Colombian politician (1955-2019)

Iván Roberto Duque Gaviria Ernesto Báez (May 9, 1955 – November 19, 2019) was a Colombian paramilitary leader and onetime member of the demobilized United Self-Defense Forces of Colombia (AUC). Duque-Gaviria graduated as a lawyer from the Universidad de Caldas.

== Career ==
Duque Gaviria began his career as a member of the Colombian Liberal Party. He was democratically elected as Mayor of the municipality of La Merced and later worked for the Empresas Públicas de Manizales. In 1982 founded the Asociación Campesina de Ganaderos y Agricultores del Magdalena Medio, ACDEGAM (Ranchers and Farmers of the Middle Magdalena Peasant Association) in Puerto Boyaca presumably as a facade for the creation of paramilitary groups in the troubled region. Duque Gaviria became an adviser to this organization and was later arrested in connection to paramilitary organizations accused by the Attorney General of Colombia. He was arrested and imprisoned at La Modelo Maximum Security Prison under assassination and confirmation of illegal paramilitary groups charges.

==AUC commander==

After being released from jail Duque met with Peasant Self-Defense Forces of Córdoba and Urabá, Carlos Castaño who was at that time developing the United Self-Defense Forces of Colombia (AUC). Duque joined him and went clandestine under the alias "Ernesto Baez". Castaño and Baez decided to create a major group for the Middle Magdalena Region called "Bolivar Central Bloc (Bloque Central Bolívar, BCB) with Baez as commander. After some time of cordiality between Castaño and Baez their views towards each other deteriorated to the point of becoming enemies.

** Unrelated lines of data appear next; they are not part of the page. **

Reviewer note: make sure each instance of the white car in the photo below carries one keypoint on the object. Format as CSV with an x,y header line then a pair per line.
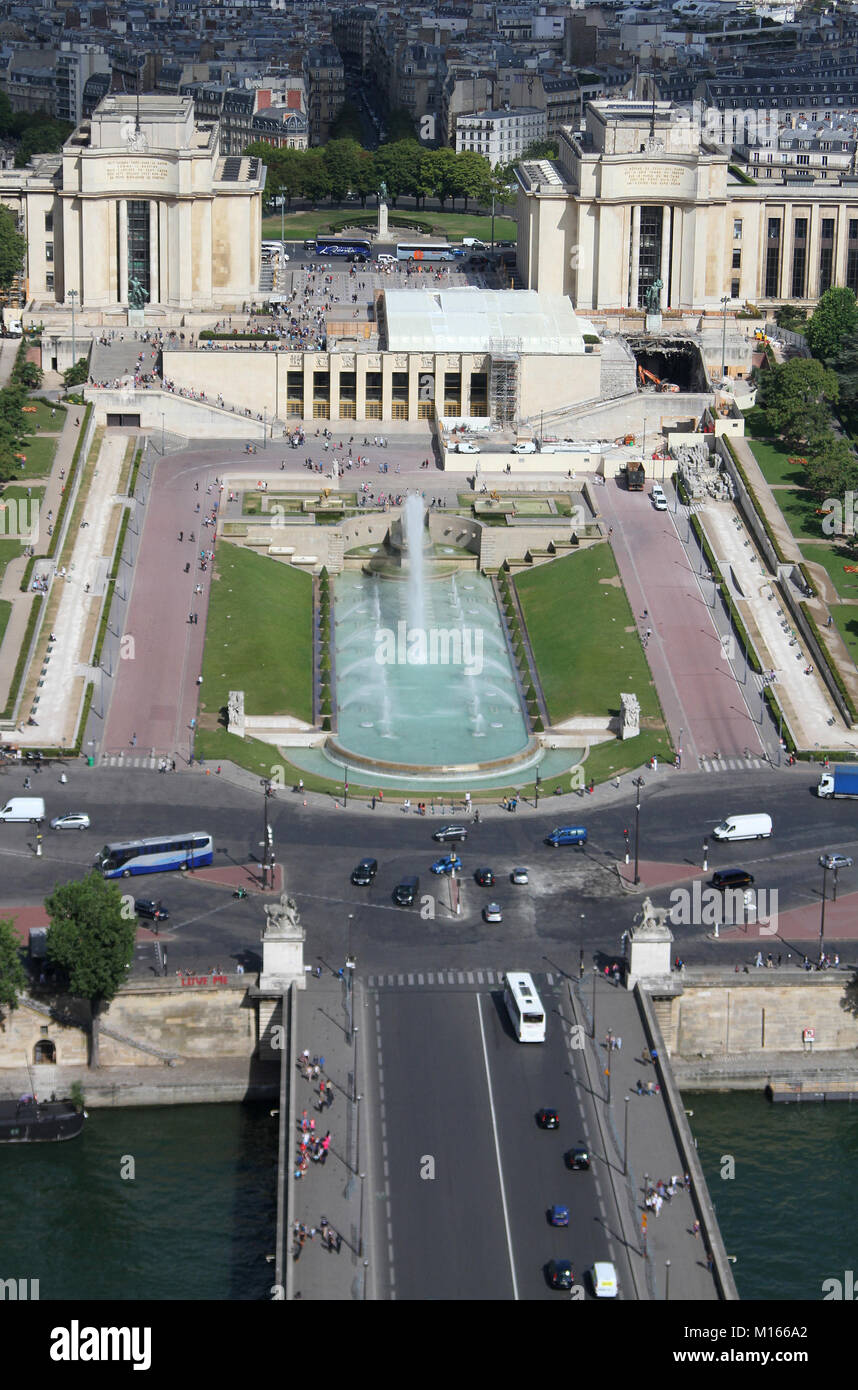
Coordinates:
x,y
604,1280
71,820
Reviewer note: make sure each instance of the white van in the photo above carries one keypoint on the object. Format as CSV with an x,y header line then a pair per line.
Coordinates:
x,y
22,808
757,826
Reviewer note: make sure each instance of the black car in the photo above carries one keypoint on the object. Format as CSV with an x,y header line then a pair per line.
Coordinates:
x,y
365,872
732,879
405,893
577,1159
152,908
548,1119
449,833
561,1273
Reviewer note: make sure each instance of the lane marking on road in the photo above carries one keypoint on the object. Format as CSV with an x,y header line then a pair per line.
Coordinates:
x,y
494,1125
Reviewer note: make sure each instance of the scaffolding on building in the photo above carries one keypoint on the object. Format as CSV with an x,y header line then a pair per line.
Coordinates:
x,y
505,359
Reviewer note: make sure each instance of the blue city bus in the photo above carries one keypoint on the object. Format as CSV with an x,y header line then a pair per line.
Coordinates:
x,y
353,246
156,854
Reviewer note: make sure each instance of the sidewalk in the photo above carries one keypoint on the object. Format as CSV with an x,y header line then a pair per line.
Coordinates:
x,y
330,1191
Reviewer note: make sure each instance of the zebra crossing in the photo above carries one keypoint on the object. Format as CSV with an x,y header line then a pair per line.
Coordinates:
x,y
730,765
444,979
149,761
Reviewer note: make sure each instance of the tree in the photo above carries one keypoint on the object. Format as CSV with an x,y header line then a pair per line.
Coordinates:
x,y
13,248
13,976
832,469
31,375
92,941
832,324
797,396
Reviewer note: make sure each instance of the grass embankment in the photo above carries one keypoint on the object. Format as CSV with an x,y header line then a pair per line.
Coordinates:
x,y
259,640
587,651
454,225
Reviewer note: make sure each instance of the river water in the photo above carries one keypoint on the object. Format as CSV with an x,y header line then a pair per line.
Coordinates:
x,y
786,1214
196,1219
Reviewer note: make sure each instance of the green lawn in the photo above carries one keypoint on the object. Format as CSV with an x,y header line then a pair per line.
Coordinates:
x,y
846,622
775,463
801,513
39,452
296,225
833,559
584,637
259,635
43,417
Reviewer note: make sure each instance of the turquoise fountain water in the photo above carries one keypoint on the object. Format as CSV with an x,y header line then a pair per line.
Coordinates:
x,y
423,670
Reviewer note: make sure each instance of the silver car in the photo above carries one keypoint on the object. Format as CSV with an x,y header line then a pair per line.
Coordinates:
x,y
71,820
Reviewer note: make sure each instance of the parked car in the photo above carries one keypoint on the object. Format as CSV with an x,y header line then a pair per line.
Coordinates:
x,y
835,861
447,863
449,833
566,836
561,1273
152,908
577,1159
406,891
604,1279
365,872
71,820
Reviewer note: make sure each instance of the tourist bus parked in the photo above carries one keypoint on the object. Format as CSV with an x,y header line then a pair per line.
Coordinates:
x,y
156,854
424,250
352,246
524,1007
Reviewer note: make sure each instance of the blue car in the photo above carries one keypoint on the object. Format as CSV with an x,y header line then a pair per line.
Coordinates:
x,y
566,836
447,863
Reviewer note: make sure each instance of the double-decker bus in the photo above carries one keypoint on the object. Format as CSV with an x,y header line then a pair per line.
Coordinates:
x,y
352,246
524,1007
424,250
156,854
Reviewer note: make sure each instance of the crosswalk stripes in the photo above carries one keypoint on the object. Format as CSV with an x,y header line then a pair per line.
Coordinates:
x,y
438,979
730,765
134,761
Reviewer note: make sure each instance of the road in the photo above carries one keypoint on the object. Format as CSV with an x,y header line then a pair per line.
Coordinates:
x,y
470,1175
575,898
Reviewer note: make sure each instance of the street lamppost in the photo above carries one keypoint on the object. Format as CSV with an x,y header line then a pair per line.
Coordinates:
x,y
825,881
267,833
73,295
637,783
725,300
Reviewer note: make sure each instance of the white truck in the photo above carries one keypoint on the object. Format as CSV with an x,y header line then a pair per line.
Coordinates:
x,y
22,809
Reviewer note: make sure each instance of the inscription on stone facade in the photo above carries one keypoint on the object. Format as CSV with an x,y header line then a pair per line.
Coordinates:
x,y
655,177
135,171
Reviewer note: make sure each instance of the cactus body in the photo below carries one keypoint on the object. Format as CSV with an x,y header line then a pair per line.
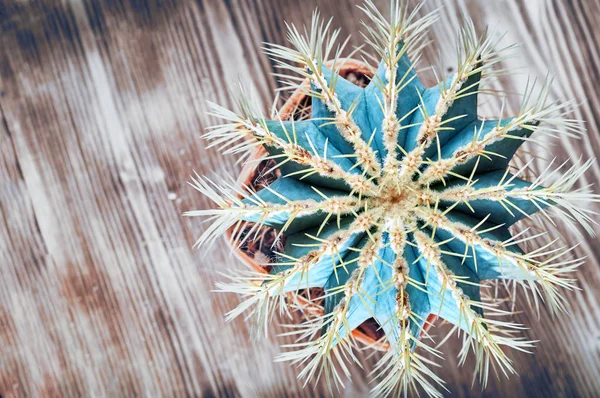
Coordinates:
x,y
398,201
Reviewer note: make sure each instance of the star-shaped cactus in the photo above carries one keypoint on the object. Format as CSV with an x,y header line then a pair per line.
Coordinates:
x,y
397,200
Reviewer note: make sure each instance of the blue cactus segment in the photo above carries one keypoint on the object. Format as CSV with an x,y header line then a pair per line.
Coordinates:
x,y
307,135
507,212
441,298
351,98
283,191
387,309
407,103
301,246
501,150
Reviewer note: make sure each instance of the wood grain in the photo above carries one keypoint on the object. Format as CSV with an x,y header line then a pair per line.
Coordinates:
x,y
102,105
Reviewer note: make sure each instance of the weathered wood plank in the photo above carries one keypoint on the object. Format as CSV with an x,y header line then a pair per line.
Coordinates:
x,y
102,105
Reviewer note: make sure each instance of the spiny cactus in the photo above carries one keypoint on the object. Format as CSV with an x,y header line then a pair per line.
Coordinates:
x,y
398,201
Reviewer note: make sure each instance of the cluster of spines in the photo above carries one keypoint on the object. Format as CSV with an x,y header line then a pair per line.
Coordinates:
x,y
546,270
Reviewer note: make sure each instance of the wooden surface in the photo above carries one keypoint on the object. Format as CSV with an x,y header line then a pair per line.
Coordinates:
x,y
102,106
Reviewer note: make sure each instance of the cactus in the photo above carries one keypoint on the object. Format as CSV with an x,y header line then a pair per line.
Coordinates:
x,y
399,202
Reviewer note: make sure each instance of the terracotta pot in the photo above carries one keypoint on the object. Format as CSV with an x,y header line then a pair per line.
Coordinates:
x,y
257,253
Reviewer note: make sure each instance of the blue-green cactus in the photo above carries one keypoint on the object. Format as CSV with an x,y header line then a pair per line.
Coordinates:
x,y
397,200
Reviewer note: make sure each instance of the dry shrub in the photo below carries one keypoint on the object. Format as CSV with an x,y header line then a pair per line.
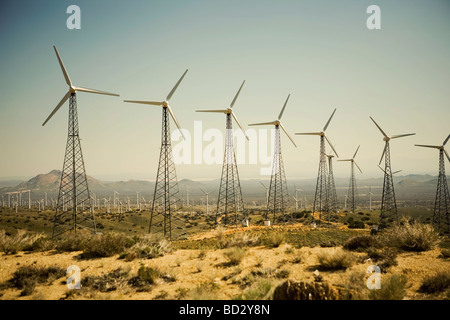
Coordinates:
x,y
148,247
22,240
410,236
299,290
73,241
355,286
108,282
27,277
104,245
437,283
361,243
274,239
259,291
208,290
235,255
335,259
393,287
243,239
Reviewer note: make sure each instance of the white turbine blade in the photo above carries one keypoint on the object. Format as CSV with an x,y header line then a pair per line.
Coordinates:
x,y
384,151
381,169
237,94
284,107
427,146
218,111
326,126
384,134
357,166
263,123
331,145
282,127
63,68
153,103
309,133
64,99
446,140
95,91
402,135
239,124
356,152
176,86
448,158
175,120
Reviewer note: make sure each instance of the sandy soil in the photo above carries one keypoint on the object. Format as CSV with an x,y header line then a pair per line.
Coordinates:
x,y
190,270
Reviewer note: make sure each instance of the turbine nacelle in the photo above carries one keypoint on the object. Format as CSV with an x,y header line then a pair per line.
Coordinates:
x,y
229,111
165,103
72,89
277,123
322,133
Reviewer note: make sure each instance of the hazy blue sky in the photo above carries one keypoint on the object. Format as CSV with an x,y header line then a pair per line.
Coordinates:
x,y
321,52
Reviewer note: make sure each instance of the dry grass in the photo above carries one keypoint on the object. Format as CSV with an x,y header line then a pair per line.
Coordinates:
x,y
437,283
22,240
393,287
410,236
235,255
336,259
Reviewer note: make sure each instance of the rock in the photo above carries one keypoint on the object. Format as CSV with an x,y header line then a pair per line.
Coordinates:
x,y
299,290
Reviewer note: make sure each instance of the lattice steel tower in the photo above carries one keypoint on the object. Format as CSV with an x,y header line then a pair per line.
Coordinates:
x,y
278,194
230,205
332,203
320,198
441,212
164,219
352,190
73,210
388,212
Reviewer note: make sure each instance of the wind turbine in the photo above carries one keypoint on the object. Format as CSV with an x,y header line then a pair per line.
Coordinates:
x,y
267,193
388,204
352,191
322,176
73,214
331,201
370,198
278,193
230,200
207,201
163,218
442,200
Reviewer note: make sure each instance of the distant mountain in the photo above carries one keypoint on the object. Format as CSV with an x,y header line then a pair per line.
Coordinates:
x,y
49,183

Baez disliked how Castaño became the de facto speaker of the organization, and also had differences with another paramilitary and his affinities with Castaño, known by the alias of "Doble Cero" commander of the Metro Bloc, after the killing of two members of the BCB in 2002 in an internal cleansing. This episode led to Baez' decision to work closely with Diego Murillo Bejarano (a.k.a. "Adolfo Paz" a.k.a. "Don Berna") and Castano's brother Vicente Castaño. In 2004 Vicente ordered the assassination of his own brother Carlos and "Doble Cero".

During the AUC demobilization Baez was granted immunity and political status by the government of Colombia as member of the AUC and later surrendered under the Law of Justice and Peace of Colombia. He served time in a Colombian prison for paramilitarism until 2016. On November 19, 2019 he is reported to have died of a heart attack in Medellin.